İKTİDAR MACUNU - HASAN HÜSEYİN KORKMAZGİL


İKTİDAR MACUNU - HASAN HÜSEYİN KORKMAZGİL
Postacının bıraktığı beş mektuptan biri bir dergiden geliyordu. Yeniden yeniden okudu. Düşündü. Güldü. Gülümsedi. Sonra bir kez daha okudu. Yine güldü, gülümsedi, düşünmeye başladı.
Radyoda, " bugün posta günü canım sıkılır." diye bir türkü vardı. İki yaşındaki oğlu, koltuğa oturmuş, elindeki plastik tavşanın sesinin nerden çıktığını bulmaya çalışıyordu. Komşu kadın, elma satıcısıyla tartışıyordu. Elma satıcısı, " Allah iki gözümü kör etsin ki, kiloda 10 kuruş kazanıyorum." diyordu. Kadın ise, " İki gözün kör olmasın ki, 100 kuruş kazanıyorsun" diye bağırıyordu. Karşı evin merdivenlerine tam on sekiz tane kız çocuğu toplanmıştı. Boy boy, renk renk, cıvıl cıvıl, tam on sekiz tane kız çocuğu. " Bu sokakta kız çocuğu mu çok, yoksa kızlar bir arada mı oynamaktan hoşlanıyorlar? " diye düşündü. Mektubu yanı başına bıraktı.
" Bak karıcığım" diye seslendi, " ne istiyorlar mektupta?"
Karısı, " Gözleri kör olmasın... bir kilo domatesin yarım kilosu çürük" diye söyleniyordu mutfakta. Ellerini silip geldi:
" Ne diyorlar? "
Yazar, ilk görüyormuş gibi, bir süre baktı karısının yüzüne; sonra,
"İçinde politika olmayan bir hikaye istiyorlar benden" dedi.

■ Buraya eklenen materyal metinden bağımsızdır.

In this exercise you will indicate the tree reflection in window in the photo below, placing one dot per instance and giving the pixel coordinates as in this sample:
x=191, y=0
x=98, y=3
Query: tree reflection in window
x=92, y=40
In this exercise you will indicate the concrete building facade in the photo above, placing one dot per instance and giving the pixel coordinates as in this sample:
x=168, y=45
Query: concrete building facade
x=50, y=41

Mektubu okuyup bitiren karısı,
" Eee, yazıver " dedi. " Suya sabuna dokunmayan cinsinden bir şeyler yazıver. Demek ki öyle istiyorlar..."

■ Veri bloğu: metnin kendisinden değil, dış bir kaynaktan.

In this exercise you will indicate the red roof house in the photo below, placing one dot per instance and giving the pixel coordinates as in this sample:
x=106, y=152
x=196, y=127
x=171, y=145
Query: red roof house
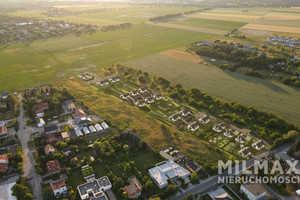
x=3, y=162
x=53, y=166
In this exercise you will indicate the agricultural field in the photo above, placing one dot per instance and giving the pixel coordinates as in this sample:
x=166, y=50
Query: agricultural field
x=263, y=94
x=123, y=115
x=56, y=58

Mektuba bir kez daha göz gezdirdi ve
" Ben şu domateslerin çürüklerini ayıklıyordum.." diyerek çıktı.
" İçinde politika bulunmayan bir hikaye..."
Ne yazsındı ?

Yazımakinesine kağıdı taktı. Bir süre düşündü. sonra bir kadeh rakı aldı. " Bu rakılar da çamur gibi" diye düşündü. " Bu çamur gibi rakılarla politikasız hikaye yazılır mı birader !" diye düşündü. Hikayenin adını koydu: " İKTİDAR MACUNU". ve başladı yazmaya....

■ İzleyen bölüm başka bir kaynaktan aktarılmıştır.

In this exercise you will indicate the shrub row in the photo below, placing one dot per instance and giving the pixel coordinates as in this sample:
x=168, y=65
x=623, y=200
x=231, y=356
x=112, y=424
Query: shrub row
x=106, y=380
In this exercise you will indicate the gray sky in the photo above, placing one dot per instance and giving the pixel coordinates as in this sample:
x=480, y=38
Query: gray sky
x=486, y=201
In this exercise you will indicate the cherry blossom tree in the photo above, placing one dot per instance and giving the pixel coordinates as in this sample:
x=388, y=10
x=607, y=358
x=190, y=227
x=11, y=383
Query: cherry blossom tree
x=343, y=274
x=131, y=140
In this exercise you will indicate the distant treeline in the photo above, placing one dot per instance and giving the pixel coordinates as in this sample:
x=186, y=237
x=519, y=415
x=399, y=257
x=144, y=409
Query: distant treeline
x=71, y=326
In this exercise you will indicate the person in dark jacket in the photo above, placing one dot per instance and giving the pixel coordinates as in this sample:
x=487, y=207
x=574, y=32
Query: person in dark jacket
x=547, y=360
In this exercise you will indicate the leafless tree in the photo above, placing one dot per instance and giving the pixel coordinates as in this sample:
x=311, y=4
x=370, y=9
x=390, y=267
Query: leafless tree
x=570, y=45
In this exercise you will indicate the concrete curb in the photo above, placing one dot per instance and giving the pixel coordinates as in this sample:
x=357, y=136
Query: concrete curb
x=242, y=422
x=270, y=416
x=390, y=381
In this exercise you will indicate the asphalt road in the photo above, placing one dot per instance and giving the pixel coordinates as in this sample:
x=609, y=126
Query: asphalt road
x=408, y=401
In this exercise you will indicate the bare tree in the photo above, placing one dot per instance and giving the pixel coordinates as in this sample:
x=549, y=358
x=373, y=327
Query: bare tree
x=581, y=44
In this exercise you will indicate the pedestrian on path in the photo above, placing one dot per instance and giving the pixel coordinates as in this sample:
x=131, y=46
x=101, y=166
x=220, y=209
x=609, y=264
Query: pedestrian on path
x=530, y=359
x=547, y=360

Kayısı sıcağı, sarı bir bulut halinde dolaşıyordu dalların, yaprakların arasında. Ön ayağından sicimle bağlı kara bir oğlak, yarıçapı üç metre bir daire içinde kıpır kıpır yiyordu yeşili. Az ötesinde bir inek, dört ayağını gerip yatmış, zaman zaman sineklerini kovarak, tatlı tatlı gevişiyordu. Bir erkek sarıasma kuşu, elma ağacında ıslık çalıp duta geçti. Havada bal kokusu vardı. Karşıki kel dağlar, gözünü alıyordu insanın. Şantiyeden varil, bidon ve çekiç gürültüleri geliyordu.
Şakir Usta, elindeki gazeteyi dizlerine yayarken, uykulu gözlerini kaldırdı,
" Merhaba Necip Efendi" dedi, " Gel bakalım... Şöyle beş dakka dinleneyim dedimdi.."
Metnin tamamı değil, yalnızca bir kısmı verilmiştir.